# Turf Tires



## b349 (Jan 23, 2016)

Getting ready for mowing season, But I have a problem. My 220d has ag tires and is going to destroy my lawn. I know it will because I had top turn around while plowing snow and torn my yard to pieces. Now I have decided to get some truf tires but Im running into some difficulty with the tire sizes. The front tires s it says should be 13.6x16.1 (only found one set for 700.00) and 25x8.50x14 for these no problem (100.00 bucks each). However I have found plenty 13.6x16. So the question becomes does the .1 make any difference? thanks b


----------



## sixbales (May 18, 2011)

Howdy b349, welcome to the Tractor Forum.

A 4 wheel drive tractor will tear up any lawn, because whenever you make a turn the front wheels are aggressively turning at different speeds than the rear wheels. The wrong tire size just makes it worse. 

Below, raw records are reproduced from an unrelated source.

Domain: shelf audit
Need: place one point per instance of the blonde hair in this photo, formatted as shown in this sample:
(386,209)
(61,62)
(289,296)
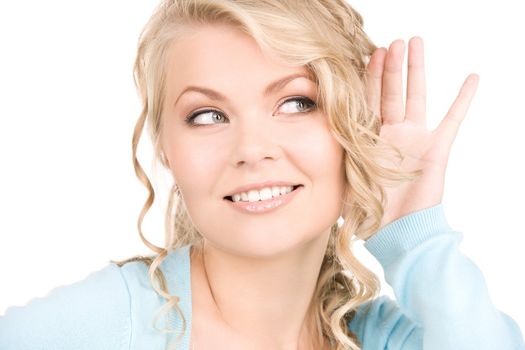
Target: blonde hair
(327,37)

Buy a machine designed to mow lawns. If you've got a big lawn, get a big deck mower. I've got a 72" Z-trac mower to mow my lawn. It does pretty good, but if I make a sharp turn, it damages the lawn a bit.


----------



## winston (Aug 19, 2008)

The correct tire size front to back on four wheel drive is very important. You need to keep the correct ratio front to rear. Your parts manual gives correct tire size. You are going to find changing wheels and tires to turf is going to be very expensive.


----------



## mph45 (Nov 8, 2008)

Some people will mount bald car tires to the front, because they just slide across the grass.


----------



## TraderMark (Nov 15, 2011)

The simple answer to your question .... yes.
The .1 makes a big difference. The 16.1 rim is a larger diameter. If you try and mount a 16 tire on it the tire probably won't seat the bead on the 16.1 rim.


----------